= Elizabeth Killigrew, Viscountess Shannon =

English courtier (1622–1680)

Elizabeth Boyle, Viscountess Shannon (born Elizabeth Killigrew; baptised 16 May 1622 - December 1680), was an English courtier and mistress of King Charles II.

== Life ==
Elizabeth Killigrew was a daughter of Sir Robert Killigrew and Mary Woodhouse, and sister of dramatist Thomas Killigrew. She was baptised at St Margaret Lothbury, London, on 16 May 1622.

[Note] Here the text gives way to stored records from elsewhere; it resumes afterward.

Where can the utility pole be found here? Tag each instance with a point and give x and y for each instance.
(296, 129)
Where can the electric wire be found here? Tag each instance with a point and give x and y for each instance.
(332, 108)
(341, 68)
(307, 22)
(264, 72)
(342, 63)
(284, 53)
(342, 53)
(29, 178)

On 24 October 1639, she married Francis Boyle (later Viscount Shannon), son of the Irish landowner Richard Boyle, 1st Earl of Cork. He was a friend of her stepfather, Thomas Stafford (MP). As the couple was young, there was discussion whether they should live together, or if Francis should depart on a Grand Tour first.

Elizabeth joined the royalist court-in-exile of Queen Henrietta Maria as a maid of honour – where she became one of the many mistresses of the queen's son, the future King Charles II. Her daughter Charlotte Jemima Henrietta Maria FitzRoy was fathered by the exiled Prince Charles in 1650.

In 1660, the year Charles was restored to the throne as Charles II, Elizabeth Killigrew's husband was raised to the Irish peerage as Viscount Shannon. Her daughter Charlotte married firstly the playwright James Howard and in 1672 remarried William Paston, son of the Earl of Yarmouth. Charlotte died in 1684.

Poet Anne Killigrew was Elizabeth's niece; among her relatives Lady Shannon also numbered the politicians and playwrights Sir William Killigrew (her brother) and Roger Boyle, Earl of Orrery (a brother-in-law), Robert Boyle, the physicist, and Katherine Jones, Viscountess Ranelagh (the latter two siblings-in-law).